Although listening to music on the computers is something we all do these days, and there has been an explosion in the growth of laptops and mobile computing, the speakers available on most of today’s laptops leave a lot to be desired. A British company called NXT has come up with small, portable speakers that give good quality sound, and can be powered by just the USB outlet.
Most audio amplifiers – the kind you plug into the wall – maintain a voltage of about 32 volts. That means when the music gets loud, the amp can deliver the required punch. Laptops, which must use power sparingly to preserve their portability, don’t pack nearly the wallop; a USB 2.0 port produces a maximum 5.25 volts to external devices, making it impossible to power larger, high quality speakers from a laptop.
Some engineering trickery from NXT circumvents these problems by relying on the simple premise that the USB can deliver 5.25 volts all the time, even though music is not all crescendos.
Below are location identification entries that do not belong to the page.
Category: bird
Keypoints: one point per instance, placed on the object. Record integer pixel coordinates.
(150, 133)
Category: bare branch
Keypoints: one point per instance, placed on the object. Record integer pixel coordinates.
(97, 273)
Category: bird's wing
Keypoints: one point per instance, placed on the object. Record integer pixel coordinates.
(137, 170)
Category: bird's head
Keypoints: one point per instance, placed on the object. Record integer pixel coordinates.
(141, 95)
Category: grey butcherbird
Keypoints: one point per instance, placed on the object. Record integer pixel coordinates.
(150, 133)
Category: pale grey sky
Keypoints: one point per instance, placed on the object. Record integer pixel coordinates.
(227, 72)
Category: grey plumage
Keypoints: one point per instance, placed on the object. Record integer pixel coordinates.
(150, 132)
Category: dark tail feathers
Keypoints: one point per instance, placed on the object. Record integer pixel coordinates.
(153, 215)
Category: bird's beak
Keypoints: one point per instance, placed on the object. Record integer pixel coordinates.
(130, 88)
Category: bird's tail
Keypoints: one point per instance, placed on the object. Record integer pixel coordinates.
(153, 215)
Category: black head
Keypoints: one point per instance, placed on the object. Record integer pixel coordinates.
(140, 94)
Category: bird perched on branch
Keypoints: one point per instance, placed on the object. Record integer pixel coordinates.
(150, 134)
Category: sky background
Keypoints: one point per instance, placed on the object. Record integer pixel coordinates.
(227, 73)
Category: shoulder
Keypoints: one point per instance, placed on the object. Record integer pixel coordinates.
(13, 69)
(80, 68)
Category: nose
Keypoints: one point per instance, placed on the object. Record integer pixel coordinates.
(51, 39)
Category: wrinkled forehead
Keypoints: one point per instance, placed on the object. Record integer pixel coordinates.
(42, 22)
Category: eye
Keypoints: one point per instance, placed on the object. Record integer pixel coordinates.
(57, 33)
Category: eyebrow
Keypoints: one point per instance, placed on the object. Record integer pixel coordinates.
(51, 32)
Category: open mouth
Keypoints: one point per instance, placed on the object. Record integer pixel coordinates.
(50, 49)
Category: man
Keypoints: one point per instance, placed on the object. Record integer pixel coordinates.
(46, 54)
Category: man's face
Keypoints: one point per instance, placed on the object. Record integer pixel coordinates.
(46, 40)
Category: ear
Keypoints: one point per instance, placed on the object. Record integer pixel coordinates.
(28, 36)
During quiet passages, a pair of capacitors stores unused voltage coming from the USB. The speakers monitor the music signal a few milliseconds ahead of amplification so they can release that stored up power when the interlude is over and the heavy guitar/drum combo us unleashed.
Of course, this technology is a replacement for weaker bus-powered, desktop-style speakers; pretty much any high-quality stereo speaker has an AC adapter. And the power storage is limited; the extended version of Freebird could run the capacitors out of juice, causing the volume to fall. But NXT says they’ve tested the speakers on a variety of musical styles with consistent success. If they can get some consumer electronics firms to hear them, the technology could be on the market by next year.